Some checklists for Automation Testing

By analyzing the current test case bucket in this manner you can quickly determine which test cases can be automated immediately and the priority for automating them that will give the best return on investment. Use the following list of questions to determine if you want to go for the automation testing for your application:

  1. The expected results of a single function are usually very predictable.
  2. The steps in the test are very repeatable and usually short.
  3. API testing consists of using supported programming languages to drive product functions.
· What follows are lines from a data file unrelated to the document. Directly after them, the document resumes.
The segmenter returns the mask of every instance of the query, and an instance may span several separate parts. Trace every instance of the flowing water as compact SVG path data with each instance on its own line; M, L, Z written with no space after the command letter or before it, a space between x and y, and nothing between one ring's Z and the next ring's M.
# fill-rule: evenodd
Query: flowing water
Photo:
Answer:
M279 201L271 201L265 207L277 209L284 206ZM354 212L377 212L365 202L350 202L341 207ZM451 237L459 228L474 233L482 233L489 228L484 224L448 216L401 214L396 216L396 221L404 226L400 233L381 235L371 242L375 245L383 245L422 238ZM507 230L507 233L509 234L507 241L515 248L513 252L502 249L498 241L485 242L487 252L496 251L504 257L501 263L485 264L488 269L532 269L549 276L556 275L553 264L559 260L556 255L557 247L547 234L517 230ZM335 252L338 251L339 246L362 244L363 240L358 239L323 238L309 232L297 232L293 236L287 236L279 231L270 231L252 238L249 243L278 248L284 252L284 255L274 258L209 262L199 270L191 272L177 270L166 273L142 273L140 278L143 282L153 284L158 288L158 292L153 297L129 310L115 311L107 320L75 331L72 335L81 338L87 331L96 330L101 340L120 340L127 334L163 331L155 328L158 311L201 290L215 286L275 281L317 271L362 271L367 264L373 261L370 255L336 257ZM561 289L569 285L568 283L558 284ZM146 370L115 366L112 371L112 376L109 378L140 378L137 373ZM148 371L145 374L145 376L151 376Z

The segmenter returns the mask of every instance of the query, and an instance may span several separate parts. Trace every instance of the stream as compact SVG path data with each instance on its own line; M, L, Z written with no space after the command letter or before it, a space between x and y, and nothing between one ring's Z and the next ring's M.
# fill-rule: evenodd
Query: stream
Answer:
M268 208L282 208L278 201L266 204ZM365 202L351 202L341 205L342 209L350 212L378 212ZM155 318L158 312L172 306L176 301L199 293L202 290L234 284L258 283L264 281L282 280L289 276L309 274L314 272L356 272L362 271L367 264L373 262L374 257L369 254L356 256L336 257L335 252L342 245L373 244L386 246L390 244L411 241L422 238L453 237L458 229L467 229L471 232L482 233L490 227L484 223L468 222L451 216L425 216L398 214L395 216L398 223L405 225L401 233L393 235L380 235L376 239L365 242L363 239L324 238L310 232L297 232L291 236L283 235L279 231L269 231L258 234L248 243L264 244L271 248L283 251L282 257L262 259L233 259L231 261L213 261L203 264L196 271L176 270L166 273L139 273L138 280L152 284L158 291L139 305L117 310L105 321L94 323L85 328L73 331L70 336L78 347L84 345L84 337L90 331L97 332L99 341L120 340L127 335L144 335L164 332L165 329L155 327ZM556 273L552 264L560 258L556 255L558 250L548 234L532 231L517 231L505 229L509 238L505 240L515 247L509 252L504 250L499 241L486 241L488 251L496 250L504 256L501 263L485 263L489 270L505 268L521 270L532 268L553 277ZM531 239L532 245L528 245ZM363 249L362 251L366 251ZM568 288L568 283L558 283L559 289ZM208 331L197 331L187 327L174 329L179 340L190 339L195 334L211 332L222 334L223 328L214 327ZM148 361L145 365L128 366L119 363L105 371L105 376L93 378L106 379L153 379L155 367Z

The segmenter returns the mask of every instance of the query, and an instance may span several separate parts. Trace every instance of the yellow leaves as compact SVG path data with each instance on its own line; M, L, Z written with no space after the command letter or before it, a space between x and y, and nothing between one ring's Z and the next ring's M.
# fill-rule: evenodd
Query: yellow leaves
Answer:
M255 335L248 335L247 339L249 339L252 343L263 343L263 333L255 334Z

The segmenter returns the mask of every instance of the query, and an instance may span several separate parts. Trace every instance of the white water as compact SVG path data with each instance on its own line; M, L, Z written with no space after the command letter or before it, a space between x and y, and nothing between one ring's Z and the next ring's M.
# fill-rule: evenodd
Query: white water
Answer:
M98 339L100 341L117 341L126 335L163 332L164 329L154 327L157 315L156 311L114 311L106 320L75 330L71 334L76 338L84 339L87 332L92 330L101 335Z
Many times these tests are based upon the unit tests generated by development.
  4. Command line testing uses higher level scripting languages such as Perl, REXX, DOS Batch Files, Shell Scripts, etc.
  5. These automated tests usually execute very rapidly.
  6. Do any of the current test cases drive function through a programmable interface?
  7. Are any of these interfaces frozen or at least stabilized?
  8. Which test cases are executed most often?
  9. Which test cases take the most time or effort to execute?
  10. Which test cases have expected results that are known or at least predictable?
  11. Which test cases seem to fail most often because of product defects?
  12. Which test cases have to updated or rewritten most often.

Some other factors to consider:

Prerequisites and Dependencies

  1. Test plan in place that includes resources and time to automate test case execution.
  2. Test cases written and validated via manual test execution.
  3. Might require development to put into the product some sort of testability "hooks" or to expose some API's or command line interface.
  4. Develop a Test Execution Automation Strategy.
  5. Design, develop, implement and deploy an automated test execution system.
  6. Maintain the test execution automation system from release to release.
  7. Continually expand automated test execution into more advanced areas of testing.

Skills Required

  1. Basic programming skill in the language(s) of choice.
  2. Knowledge of the tool/harness used to drive the automated suite of tests.

Cost of Implementation

  1. Education and development of required scripting/programming skill.
  2. Cost of test tool/harness license and maintenance license if applicable.
  3. Education and development of test tool/harness usage.
  4. Effort to automate the execution of desired test cases.
  5. Effort to run automated system and analyze the results.
  6. Cost to maintain the automated system.

Type of Automation Testing:

  1. Scenario based tests driven through a GUI and/or Web Interfaces.
  2. Error or negative path testing.
  3. Self-Checking tests, ie those that verify the final results against the expected results.
  4. Load/Stress/Performance testing.
  5. System monitoring testing, such as memory leakage detection, resource usage monitoring, I/O, core dumps, etc.